The Chocolate Log Stick Insect, despite its delectable-sounding name, might elicit more chuckles than cravings. Native to New Guinea, this quirky insect truly lives up to its name in camouflage, if not in culinary appeal. At first glance, you might find its resemblance less to a chocolate log and more to, well, something you’d rather not step on.
This stick insect primarily feeds on a variety of leaves from different plants. Common options include bramble, eucalyptus, and oak leaves.

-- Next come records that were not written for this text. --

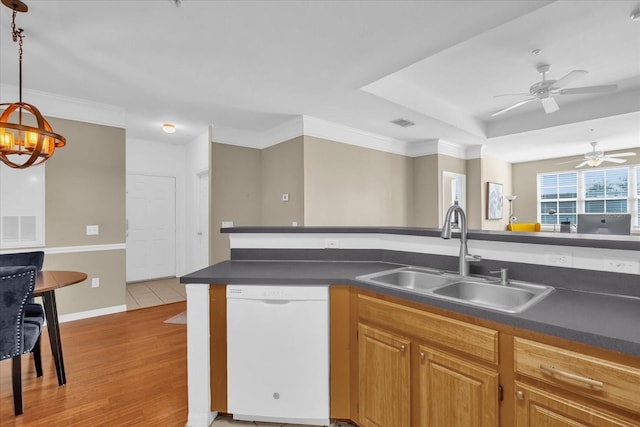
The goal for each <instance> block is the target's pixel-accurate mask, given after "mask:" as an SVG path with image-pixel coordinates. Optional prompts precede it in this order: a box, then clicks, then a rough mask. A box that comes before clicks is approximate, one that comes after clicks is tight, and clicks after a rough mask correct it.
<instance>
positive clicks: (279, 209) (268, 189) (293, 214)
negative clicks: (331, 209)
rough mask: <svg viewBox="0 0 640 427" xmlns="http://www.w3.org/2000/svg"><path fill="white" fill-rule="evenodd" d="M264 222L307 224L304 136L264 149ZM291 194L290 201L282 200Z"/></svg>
mask: <svg viewBox="0 0 640 427" xmlns="http://www.w3.org/2000/svg"><path fill="white" fill-rule="evenodd" d="M260 165H261V173H260V176H261V179H260V184H261V193H260V197H261V224H262V225H292V223H293V222H297V223H298V225H299V226H303V225H304V197H305V194H304V138H303V137H302V136H300V137H298V138H294V139H292V140H290V141H286V142H283V143H281V144H277V145H274V146H271V147H269V148H265V149H264V150H262V151H261V162H260ZM283 194H288V195H289V201H287V202H285V201H283V200H282V195H283Z"/></svg>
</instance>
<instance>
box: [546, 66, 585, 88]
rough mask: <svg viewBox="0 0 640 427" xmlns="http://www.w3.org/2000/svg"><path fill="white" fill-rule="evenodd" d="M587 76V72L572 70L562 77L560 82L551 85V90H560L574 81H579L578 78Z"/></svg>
mask: <svg viewBox="0 0 640 427" xmlns="http://www.w3.org/2000/svg"><path fill="white" fill-rule="evenodd" d="M587 74H589V72H588V71H585V70H573V71H572V72H570V73H569V74H567V75H566V76H564V77H562V78H561V79H560V80H558V81H556V82H555V83H554V84H553V88H554V89H560V88H562V87H564V86H566V85H568V84H569V83H571V82H572V81H574V80H576V79H579V78H580V77H583V76H586V75H587Z"/></svg>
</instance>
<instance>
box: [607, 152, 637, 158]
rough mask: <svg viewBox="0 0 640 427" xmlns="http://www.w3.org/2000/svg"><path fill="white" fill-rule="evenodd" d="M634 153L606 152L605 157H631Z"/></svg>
mask: <svg viewBox="0 0 640 427" xmlns="http://www.w3.org/2000/svg"><path fill="white" fill-rule="evenodd" d="M635 155H636V153H632V152H628V153H616V154H607V157H631V156H635Z"/></svg>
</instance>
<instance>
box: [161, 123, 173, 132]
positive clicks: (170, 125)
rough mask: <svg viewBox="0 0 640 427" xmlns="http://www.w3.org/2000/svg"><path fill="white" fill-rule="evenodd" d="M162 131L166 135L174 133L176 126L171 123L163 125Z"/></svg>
mask: <svg viewBox="0 0 640 427" xmlns="http://www.w3.org/2000/svg"><path fill="white" fill-rule="evenodd" d="M162 130H163V131H165V132H166V133H175V131H176V125H174V124H173V123H163V124H162Z"/></svg>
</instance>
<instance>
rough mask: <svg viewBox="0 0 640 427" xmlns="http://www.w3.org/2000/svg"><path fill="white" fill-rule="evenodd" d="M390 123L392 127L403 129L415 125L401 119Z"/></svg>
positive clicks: (411, 122) (410, 121) (408, 120)
mask: <svg viewBox="0 0 640 427" xmlns="http://www.w3.org/2000/svg"><path fill="white" fill-rule="evenodd" d="M391 123H393V124H394V125H398V126H402V127H403V128H408V127H409V126H414V125H415V123H413V122H412V121H411V120H407V119H402V118H400V119H395V120H391Z"/></svg>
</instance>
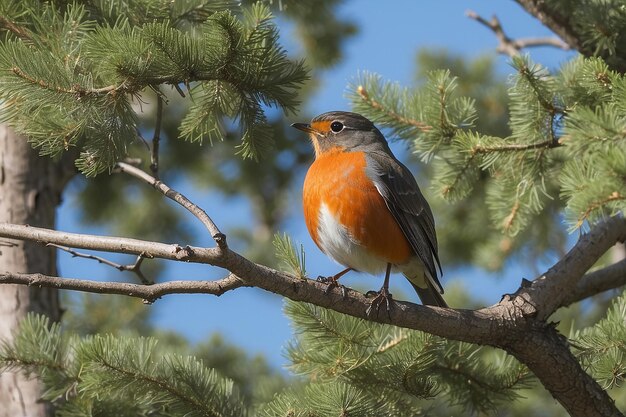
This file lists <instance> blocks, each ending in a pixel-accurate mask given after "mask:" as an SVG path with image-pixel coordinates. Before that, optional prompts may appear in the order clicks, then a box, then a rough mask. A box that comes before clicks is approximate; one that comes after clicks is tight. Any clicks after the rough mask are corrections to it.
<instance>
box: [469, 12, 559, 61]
mask: <svg viewBox="0 0 626 417" xmlns="http://www.w3.org/2000/svg"><path fill="white" fill-rule="evenodd" d="M465 15H466V16H467V17H469V18H470V19H474V20H476V21H477V22H479V23H481V24H482V25H484V26H486V27H488V28H489V29H491V31H492V32H493V33H494V34H495V35H496V37H497V38H498V41H499V42H500V43H499V44H498V47H497V51H498V52H500V53H502V54H506V55H508V56H510V57H514V56H517V55H519V53H520V51H521V50H522V49H524V48H529V47H533V46H554V47H557V48H560V49H563V50H565V51H567V50H569V49H570V47H569V45H568V44H566V43H565V42H563V41H562V40H561V39H559V38H555V37H545V38H522V39H511V38H510V37H508V36H507V35H506V33H504V29H502V24H501V23H500V20H499V19H498V18H497V17H496V16H493V17H492V18H491V20H487V19H485V18H484V17H482V16H480V15H478V13H476V12H475V11H473V10H468V11H467V12H465Z"/></svg>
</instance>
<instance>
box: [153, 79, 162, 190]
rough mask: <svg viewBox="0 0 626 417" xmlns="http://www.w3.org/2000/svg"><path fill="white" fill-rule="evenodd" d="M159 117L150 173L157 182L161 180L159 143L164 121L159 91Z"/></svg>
mask: <svg viewBox="0 0 626 417" xmlns="http://www.w3.org/2000/svg"><path fill="white" fill-rule="evenodd" d="M156 96H157V115H156V123H155V126H154V136H153V137H152V153H151V154H150V171H152V175H153V176H154V178H156V179H157V180H158V179H159V142H160V141H161V123H162V121H163V97H162V96H161V92H160V91H158V90H157V92H156Z"/></svg>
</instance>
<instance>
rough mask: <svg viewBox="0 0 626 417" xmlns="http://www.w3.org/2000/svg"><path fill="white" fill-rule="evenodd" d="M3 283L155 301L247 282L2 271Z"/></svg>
mask: <svg viewBox="0 0 626 417" xmlns="http://www.w3.org/2000/svg"><path fill="white" fill-rule="evenodd" d="M0 284H20V285H28V286H29V287H40V288H41V287H48V288H57V289H63V290H74V291H82V292H90V293H97V294H118V295H126V296H128V297H136V298H141V299H143V301H144V303H147V304H152V303H153V302H154V301H155V300H157V299H159V298H161V297H163V296H164V295H168V294H213V295H216V296H220V295H222V294H224V293H225V292H227V291H230V290H234V289H236V288H239V287H245V286H246V284H245V283H244V282H243V281H242V280H241V279H239V277H237V276H236V275H235V274H229V275H228V276H227V277H226V278H222V279H220V280H217V281H189V280H186V281H169V282H163V283H159V284H153V285H141V284H131V283H127V282H110V281H105V282H101V281H90V280H85V279H73V278H60V277H51V276H48V275H44V274H19V273H11V272H6V273H4V274H0Z"/></svg>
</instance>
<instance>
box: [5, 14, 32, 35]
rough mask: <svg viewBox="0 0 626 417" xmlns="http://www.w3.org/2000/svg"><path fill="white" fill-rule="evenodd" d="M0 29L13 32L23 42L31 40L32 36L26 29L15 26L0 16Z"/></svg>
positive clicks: (12, 22) (18, 26)
mask: <svg viewBox="0 0 626 417" xmlns="http://www.w3.org/2000/svg"><path fill="white" fill-rule="evenodd" d="M0 28H4V29H6V30H8V31H9V32H13V34H14V35H16V36H17V37H19V38H21V39H24V40H32V39H33V38H32V36H31V34H30V33H29V31H28V30H27V29H26V28H23V27H21V26H18V25H16V24H15V23H13V22H11V21H10V20H9V19H7V18H6V17H4V16H0Z"/></svg>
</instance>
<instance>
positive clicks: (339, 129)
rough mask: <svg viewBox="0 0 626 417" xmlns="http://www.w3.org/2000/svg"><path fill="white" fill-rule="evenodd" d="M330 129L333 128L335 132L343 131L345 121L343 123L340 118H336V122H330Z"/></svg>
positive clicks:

Though its appearance may not win any beauty contests, it’s a fascinating creature with a knack for deception. Its colour ranges from dark brown to almost black, perfectly mimicking the look of a decaying piece of wood or, something less savoury. This master of disguise not only blends in with its natural surroundings but also remains incredibly still, only moving when absolutely necessary. The Chocolate Log Stick Insect is a nocturnal herbivore, spending its nights foraging for leaves and plant matter. Its diet is relatively uncomplicated, comprising mainly leaves from plants like bramble, eucalyptus, and oak. When it comes to care, this insect is relatively easy to look after, making it a good choice for beginners interested in insect-keeping. A temperature range of 20-25°C (68-77°F) and moderate humidity are generally suitable for this species. However, their enclosure does need to be spacious and well-ventilated, as these insects appreciate room to roam.